When You Can’t Judge a Bookshop by its Cover

When asked about the value of reputation, a quick answer is to ask businesses how much it would cost them if they could no longer trade under their existing brand.

It’s an over-simplification, but often proves the wider principle that reputation is a very valuable asset.

However, with the revelation that Waterstones has done exactly that, we’re left wondering if retail businesses are in the middle of an identity crisis.

Reports that Waterstones has developed a series of small concept stores designed to look like independent book shops, deliberately hiding that they are part of the Waterstones business, highlights a major reputation challenge for retail brands.

Over recent years we’ve seen a backlash against national chains taking over local high streets and forcing independent traders out of business.

It’s not unusual to hear of residents taking to the streets to try to keep their towns independent. 

We will be watching the response to Waterstones' venture with interest.  Will shoppers boycott stores out of principle now that the truth is out?  Or will Waterstone’s experiment work – indicating that the major objection is one of local image rather than identity?
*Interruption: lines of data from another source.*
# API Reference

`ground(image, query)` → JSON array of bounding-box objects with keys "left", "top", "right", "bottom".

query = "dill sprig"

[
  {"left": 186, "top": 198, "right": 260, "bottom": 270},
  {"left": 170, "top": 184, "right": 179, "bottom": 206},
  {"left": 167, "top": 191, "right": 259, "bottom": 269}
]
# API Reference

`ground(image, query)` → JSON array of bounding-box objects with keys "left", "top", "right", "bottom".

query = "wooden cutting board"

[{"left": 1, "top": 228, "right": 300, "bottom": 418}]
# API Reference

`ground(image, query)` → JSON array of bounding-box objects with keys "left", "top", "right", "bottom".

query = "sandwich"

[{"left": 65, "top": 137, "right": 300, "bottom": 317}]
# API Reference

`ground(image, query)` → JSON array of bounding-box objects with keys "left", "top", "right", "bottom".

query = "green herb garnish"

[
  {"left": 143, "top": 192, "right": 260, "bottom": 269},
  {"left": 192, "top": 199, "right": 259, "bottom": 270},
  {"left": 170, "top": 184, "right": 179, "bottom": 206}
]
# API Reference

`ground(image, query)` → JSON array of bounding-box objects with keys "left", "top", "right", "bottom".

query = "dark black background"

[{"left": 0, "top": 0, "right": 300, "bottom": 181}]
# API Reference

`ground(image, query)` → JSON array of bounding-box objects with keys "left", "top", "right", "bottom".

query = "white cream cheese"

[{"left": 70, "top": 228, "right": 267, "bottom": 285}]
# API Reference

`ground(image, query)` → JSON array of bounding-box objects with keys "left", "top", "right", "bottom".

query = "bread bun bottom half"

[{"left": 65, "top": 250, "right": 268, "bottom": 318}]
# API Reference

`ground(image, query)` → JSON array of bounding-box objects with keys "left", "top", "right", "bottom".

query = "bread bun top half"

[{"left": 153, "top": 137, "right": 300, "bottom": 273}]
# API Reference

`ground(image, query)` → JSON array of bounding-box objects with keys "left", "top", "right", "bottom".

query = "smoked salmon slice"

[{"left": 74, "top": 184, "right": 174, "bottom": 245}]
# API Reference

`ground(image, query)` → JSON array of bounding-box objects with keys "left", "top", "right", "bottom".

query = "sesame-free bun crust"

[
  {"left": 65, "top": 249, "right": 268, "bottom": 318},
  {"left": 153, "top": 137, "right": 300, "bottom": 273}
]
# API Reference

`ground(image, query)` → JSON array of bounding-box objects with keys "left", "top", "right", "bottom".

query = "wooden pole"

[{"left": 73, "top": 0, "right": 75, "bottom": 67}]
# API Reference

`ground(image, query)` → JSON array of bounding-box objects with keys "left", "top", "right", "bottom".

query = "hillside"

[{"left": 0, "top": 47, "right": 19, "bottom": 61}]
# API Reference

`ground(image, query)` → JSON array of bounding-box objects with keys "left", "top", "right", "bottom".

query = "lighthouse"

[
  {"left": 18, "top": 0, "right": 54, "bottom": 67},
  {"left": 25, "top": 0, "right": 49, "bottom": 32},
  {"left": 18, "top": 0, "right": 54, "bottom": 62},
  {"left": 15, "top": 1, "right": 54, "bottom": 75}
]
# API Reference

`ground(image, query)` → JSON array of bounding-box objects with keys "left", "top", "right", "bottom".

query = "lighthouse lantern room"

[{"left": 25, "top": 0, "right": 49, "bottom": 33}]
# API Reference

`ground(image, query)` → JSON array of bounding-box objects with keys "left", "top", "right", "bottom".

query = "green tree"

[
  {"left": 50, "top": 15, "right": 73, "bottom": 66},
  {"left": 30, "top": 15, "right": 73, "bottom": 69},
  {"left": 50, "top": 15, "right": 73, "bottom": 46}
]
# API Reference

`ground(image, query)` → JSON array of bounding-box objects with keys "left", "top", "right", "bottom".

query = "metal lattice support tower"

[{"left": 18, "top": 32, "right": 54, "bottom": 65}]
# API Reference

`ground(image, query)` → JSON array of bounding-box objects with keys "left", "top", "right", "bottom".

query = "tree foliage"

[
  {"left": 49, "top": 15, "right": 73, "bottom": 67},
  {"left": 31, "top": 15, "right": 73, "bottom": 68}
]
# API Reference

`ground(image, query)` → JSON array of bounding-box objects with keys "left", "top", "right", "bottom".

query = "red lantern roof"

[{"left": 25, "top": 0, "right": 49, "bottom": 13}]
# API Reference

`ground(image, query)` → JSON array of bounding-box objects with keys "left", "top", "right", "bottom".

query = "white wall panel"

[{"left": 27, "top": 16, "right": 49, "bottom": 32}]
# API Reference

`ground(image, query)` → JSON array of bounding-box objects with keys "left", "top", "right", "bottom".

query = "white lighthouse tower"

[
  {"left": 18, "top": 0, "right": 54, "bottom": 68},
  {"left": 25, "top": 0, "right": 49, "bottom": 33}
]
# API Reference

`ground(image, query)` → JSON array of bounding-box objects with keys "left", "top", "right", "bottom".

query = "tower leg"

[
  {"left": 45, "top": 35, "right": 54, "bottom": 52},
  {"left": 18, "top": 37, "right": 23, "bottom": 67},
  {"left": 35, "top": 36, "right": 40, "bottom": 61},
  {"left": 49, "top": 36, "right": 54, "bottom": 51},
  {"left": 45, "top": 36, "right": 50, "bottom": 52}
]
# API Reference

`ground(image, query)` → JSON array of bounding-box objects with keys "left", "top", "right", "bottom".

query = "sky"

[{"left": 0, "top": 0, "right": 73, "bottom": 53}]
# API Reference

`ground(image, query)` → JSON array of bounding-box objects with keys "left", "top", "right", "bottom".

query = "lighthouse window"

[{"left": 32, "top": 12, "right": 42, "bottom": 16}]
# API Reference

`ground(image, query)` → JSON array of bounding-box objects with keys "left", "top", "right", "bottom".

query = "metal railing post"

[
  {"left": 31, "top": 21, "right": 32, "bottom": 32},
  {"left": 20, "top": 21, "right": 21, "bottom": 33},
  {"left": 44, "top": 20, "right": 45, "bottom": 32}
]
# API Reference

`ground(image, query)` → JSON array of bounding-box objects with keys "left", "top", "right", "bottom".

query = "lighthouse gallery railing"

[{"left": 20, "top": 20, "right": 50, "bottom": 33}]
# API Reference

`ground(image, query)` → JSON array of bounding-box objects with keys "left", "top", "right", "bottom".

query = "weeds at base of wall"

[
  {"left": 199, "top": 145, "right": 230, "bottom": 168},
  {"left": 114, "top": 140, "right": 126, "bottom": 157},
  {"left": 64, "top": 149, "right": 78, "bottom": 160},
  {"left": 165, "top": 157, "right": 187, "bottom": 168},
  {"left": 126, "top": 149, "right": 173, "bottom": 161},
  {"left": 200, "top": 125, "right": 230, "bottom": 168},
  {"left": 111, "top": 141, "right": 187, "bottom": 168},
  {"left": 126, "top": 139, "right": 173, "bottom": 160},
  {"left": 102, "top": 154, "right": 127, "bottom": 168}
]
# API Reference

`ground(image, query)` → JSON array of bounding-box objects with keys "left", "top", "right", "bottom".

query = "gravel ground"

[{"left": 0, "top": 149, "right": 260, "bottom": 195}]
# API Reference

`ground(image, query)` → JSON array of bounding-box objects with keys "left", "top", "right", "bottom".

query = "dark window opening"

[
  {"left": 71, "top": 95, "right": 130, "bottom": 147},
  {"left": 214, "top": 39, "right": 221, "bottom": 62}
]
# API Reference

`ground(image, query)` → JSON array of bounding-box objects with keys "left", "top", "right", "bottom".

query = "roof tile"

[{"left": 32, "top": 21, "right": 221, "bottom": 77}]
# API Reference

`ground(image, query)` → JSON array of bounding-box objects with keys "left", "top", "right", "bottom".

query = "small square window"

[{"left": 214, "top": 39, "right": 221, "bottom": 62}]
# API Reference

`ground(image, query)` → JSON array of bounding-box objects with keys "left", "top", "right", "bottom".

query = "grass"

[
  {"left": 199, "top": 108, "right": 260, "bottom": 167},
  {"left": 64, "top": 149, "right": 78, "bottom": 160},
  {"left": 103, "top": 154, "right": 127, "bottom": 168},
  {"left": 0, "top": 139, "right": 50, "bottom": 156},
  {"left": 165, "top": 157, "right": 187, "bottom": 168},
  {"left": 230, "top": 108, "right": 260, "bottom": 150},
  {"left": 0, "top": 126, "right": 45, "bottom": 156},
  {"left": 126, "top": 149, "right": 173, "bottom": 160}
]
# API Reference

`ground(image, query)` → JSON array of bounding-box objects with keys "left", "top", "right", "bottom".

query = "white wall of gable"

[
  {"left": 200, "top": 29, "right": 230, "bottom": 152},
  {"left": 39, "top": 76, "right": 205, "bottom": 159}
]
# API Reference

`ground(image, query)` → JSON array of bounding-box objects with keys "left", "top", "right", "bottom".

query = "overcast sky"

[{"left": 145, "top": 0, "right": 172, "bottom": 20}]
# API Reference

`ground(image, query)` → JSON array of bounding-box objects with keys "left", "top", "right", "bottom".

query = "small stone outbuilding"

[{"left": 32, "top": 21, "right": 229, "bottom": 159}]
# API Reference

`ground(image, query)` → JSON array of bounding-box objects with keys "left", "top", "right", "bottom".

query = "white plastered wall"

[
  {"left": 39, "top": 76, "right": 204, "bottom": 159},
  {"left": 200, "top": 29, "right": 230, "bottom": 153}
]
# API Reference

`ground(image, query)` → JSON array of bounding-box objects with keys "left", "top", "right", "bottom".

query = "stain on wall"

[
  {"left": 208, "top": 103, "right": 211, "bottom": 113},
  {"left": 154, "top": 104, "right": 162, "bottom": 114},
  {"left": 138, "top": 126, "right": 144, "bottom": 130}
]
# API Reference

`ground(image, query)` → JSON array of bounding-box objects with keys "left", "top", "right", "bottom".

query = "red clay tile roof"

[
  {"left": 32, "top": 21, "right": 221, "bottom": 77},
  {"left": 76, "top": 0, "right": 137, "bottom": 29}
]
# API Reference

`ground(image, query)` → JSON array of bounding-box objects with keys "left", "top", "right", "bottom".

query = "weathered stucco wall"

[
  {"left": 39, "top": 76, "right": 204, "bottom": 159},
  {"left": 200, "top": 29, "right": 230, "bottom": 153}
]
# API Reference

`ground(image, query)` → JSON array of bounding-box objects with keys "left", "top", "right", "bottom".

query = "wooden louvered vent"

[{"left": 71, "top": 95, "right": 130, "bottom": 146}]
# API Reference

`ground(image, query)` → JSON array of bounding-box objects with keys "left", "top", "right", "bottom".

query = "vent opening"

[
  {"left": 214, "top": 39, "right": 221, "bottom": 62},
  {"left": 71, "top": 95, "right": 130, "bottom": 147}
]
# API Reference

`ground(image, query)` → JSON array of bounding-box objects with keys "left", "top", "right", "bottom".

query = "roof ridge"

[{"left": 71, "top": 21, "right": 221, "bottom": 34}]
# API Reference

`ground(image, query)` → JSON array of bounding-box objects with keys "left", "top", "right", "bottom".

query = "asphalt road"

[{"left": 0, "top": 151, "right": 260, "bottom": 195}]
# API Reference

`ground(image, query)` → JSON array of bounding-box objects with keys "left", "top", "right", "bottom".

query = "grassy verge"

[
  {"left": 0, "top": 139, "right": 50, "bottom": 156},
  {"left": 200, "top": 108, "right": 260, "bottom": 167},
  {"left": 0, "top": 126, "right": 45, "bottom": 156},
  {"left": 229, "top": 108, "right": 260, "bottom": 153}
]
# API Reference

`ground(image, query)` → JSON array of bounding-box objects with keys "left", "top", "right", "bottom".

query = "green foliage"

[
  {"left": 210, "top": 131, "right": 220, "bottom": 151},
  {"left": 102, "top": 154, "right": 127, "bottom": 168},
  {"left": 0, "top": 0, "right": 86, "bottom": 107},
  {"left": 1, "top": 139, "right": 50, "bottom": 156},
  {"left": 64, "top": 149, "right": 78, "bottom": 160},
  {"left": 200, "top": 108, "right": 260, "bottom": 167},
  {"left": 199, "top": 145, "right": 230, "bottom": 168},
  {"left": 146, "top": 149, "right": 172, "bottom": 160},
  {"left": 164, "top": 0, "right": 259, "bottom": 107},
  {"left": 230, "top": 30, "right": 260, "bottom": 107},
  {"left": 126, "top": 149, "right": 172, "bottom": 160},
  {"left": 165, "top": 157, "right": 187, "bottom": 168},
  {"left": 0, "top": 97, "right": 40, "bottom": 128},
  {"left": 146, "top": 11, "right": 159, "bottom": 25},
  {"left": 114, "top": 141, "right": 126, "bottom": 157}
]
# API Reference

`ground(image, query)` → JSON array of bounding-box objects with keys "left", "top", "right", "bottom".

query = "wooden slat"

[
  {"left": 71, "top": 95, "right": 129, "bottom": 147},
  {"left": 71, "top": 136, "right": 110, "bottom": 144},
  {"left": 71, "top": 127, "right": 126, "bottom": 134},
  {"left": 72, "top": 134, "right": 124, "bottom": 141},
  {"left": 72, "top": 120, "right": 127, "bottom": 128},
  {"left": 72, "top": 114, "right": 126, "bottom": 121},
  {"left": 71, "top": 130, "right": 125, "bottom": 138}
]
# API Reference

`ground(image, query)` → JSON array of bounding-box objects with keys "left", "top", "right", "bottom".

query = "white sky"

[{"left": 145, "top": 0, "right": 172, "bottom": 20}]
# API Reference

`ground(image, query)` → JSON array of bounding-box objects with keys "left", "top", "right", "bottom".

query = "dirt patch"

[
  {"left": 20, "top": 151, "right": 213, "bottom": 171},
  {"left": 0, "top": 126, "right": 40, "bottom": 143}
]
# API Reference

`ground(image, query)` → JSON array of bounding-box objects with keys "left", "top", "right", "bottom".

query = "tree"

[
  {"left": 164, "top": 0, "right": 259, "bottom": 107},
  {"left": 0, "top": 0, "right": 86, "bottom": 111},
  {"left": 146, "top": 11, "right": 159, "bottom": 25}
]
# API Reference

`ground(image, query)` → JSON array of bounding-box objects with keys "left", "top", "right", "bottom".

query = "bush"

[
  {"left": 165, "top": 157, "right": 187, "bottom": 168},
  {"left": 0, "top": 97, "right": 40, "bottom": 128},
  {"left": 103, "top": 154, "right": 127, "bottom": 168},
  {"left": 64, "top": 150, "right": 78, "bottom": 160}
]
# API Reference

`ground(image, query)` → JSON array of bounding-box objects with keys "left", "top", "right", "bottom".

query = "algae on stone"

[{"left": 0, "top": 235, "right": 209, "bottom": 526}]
Waterstones’ chief executive is banking on the latter, also hoping that some of the independent ethos will rub off on his staff.

Speaking to the BBC he commented:

"We're coming into quite sensitive High Streets, ones predominantly with independent retailers on them, and we wish to behave as they do.

"Part of the reason that we do it is to convince our own booksellers that they have the autonomy that they do have.

"I think I have always acted and worked as an independent book seller and I would love for everyone who works for me does so likewise."